The innovative solution is to develop several interconnected interventions: a ‘digital twin’ of the city to enable better modelling of water availability and needs; an automated water management system to better control flood (and drought) risks in the historic centre; reconnecting part of the historic water network to provide additional buffer capacity; and nature-based solutions for improved water quality.

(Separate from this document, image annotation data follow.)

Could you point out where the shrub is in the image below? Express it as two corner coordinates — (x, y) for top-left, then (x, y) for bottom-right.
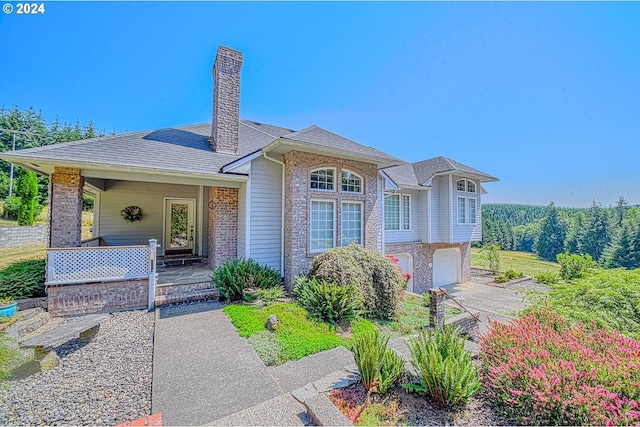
(556, 254), (597, 280)
(0, 259), (45, 299)
(405, 325), (480, 407)
(309, 244), (406, 319)
(480, 310), (640, 425)
(2, 196), (20, 219)
(211, 258), (282, 301)
(533, 271), (558, 285)
(351, 329), (404, 393)
(247, 331), (286, 366)
(293, 276), (362, 325)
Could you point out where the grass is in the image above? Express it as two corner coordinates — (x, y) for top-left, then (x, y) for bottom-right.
(223, 303), (346, 363)
(471, 248), (560, 277)
(370, 292), (460, 336)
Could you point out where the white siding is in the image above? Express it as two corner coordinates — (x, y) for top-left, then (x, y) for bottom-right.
(385, 189), (421, 243)
(98, 180), (200, 254)
(249, 157), (282, 270)
(452, 176), (482, 243)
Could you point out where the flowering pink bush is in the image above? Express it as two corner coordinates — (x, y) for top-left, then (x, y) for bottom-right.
(480, 310), (640, 425)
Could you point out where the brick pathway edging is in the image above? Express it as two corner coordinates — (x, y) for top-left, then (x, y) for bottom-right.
(116, 412), (162, 427)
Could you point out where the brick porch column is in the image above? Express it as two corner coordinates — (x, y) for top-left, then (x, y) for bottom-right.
(49, 166), (84, 248)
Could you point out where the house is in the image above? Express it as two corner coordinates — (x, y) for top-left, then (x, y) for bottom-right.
(0, 46), (497, 314)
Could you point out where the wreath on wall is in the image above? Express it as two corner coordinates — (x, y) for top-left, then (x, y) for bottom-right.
(120, 206), (142, 222)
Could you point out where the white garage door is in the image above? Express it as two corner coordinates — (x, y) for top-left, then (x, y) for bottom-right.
(389, 253), (413, 292)
(433, 249), (460, 288)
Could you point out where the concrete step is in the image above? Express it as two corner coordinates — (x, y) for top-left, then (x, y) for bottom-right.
(5, 308), (51, 339)
(155, 288), (220, 307)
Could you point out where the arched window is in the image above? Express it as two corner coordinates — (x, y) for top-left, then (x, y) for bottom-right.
(310, 168), (335, 191)
(340, 169), (362, 193)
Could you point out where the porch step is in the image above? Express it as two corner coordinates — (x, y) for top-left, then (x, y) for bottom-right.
(155, 280), (220, 307)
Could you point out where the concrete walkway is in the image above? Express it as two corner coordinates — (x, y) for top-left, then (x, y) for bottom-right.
(151, 301), (283, 426)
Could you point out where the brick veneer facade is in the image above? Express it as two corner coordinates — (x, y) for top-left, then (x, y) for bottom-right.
(284, 151), (379, 290)
(49, 166), (84, 248)
(47, 279), (149, 316)
(384, 242), (471, 294)
(209, 187), (238, 269)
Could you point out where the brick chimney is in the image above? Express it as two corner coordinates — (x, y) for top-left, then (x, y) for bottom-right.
(211, 46), (242, 154)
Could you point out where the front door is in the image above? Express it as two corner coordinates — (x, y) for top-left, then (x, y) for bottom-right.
(164, 199), (196, 255)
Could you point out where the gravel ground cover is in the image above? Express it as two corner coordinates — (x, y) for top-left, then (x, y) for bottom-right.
(0, 311), (154, 425)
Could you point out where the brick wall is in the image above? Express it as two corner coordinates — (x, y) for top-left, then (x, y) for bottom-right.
(211, 46), (242, 154)
(208, 187), (238, 269)
(47, 279), (149, 316)
(284, 151), (378, 290)
(49, 166), (84, 248)
(0, 225), (47, 248)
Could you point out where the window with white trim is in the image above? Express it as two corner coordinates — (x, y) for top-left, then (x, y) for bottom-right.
(340, 202), (362, 246)
(340, 169), (362, 193)
(458, 197), (467, 224)
(467, 197), (478, 224)
(309, 200), (336, 252)
(310, 168), (335, 191)
(401, 194), (411, 231)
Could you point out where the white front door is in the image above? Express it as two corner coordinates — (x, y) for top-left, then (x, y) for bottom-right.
(164, 199), (196, 254)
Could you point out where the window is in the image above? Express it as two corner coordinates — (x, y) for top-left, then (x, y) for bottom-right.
(340, 170), (362, 193)
(384, 194), (400, 231)
(467, 181), (476, 193)
(467, 197), (478, 224)
(309, 200), (335, 252)
(340, 202), (362, 246)
(402, 194), (411, 230)
(458, 197), (467, 224)
(311, 169), (335, 191)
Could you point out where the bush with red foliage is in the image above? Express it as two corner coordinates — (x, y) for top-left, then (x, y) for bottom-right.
(480, 310), (640, 425)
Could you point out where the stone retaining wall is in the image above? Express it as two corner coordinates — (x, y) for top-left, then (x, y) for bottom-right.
(47, 279), (149, 317)
(0, 225), (47, 248)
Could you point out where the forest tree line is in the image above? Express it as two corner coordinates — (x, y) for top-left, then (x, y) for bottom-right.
(482, 201), (640, 269)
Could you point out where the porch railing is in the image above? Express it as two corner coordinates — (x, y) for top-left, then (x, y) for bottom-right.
(45, 239), (157, 309)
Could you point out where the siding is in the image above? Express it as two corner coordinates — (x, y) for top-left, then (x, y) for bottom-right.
(385, 189), (420, 243)
(99, 180), (200, 251)
(250, 157), (282, 270)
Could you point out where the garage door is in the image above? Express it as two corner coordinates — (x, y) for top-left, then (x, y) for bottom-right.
(433, 249), (460, 288)
(390, 253), (413, 292)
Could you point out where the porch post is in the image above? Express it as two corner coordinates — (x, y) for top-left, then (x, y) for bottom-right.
(49, 166), (84, 248)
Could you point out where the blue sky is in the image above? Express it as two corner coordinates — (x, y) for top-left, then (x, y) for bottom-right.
(0, 2), (640, 206)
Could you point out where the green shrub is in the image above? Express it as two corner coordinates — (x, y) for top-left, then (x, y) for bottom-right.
(556, 254), (597, 280)
(293, 276), (362, 325)
(533, 271), (558, 285)
(404, 326), (480, 407)
(2, 196), (20, 219)
(211, 258), (282, 301)
(0, 259), (46, 299)
(309, 244), (406, 319)
(247, 331), (285, 366)
(351, 328), (404, 393)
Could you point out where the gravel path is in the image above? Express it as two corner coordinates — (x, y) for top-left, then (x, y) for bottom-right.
(0, 311), (154, 425)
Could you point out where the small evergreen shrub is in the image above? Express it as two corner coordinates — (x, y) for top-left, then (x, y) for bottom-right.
(533, 271), (559, 285)
(480, 310), (640, 425)
(309, 244), (406, 320)
(0, 259), (46, 299)
(556, 254), (597, 280)
(211, 258), (282, 301)
(293, 276), (362, 325)
(351, 328), (404, 394)
(247, 331), (285, 366)
(403, 326), (480, 407)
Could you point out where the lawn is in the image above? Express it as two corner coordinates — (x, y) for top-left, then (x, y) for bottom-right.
(471, 248), (560, 276)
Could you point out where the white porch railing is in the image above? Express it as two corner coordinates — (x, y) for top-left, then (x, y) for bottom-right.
(45, 239), (157, 309)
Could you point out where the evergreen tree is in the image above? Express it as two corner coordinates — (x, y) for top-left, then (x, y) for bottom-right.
(16, 169), (38, 225)
(534, 202), (567, 261)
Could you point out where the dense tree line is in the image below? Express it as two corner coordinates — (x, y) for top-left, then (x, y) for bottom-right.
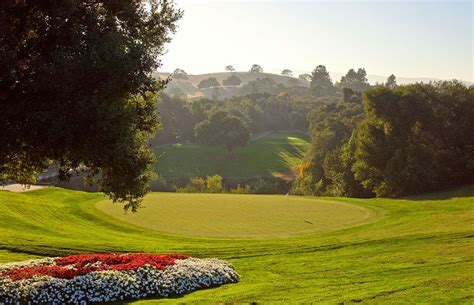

We also see more than one approach where culture and cultural heritage are important elements of an overall approach to more sustainable tourism in the projects selected under the 2nd Innovative Actions call. This includes:

  1. Coimbra ST LLM, in Coimbra, Portugal which seeks to provide a data-driven solution (based on Large Language Models) to reduce the impact of over-tourism in its UNESCO world heritage ‘university city’ area through personalised itineraries.
  2. CULTIGEN, in Copenhagen, Denmark which seeks to deliver a smart solution to better understand the experience of locals and tourists (through quantitative and qualitative feedback) and ultimately foster a rebalancing of tourist flows.
  3. GreCO, in Elliniko – Argyroupoli, Greece, which seeks to provide personalised itineraries to visitors tailored to their cultural background and preferences, while guiding them towards less-explored areas based on real-time data.

Urban projects operating in the sphere of culture and cultural heritage can cut across all the dimensions of sustainable urban development – economic, social and environmental. They can also seek to exploit cultural assets, address challenges from existing heritage or both.

Cities are continually finding new and inspiring ways to make these connections. We look forward to seeing what new ideas connected with culture and cultural heritage will be presented by cities in response to the Third Call for Innovative Actions on the Themes of ‘Energy transition' and 'Technology in cities'.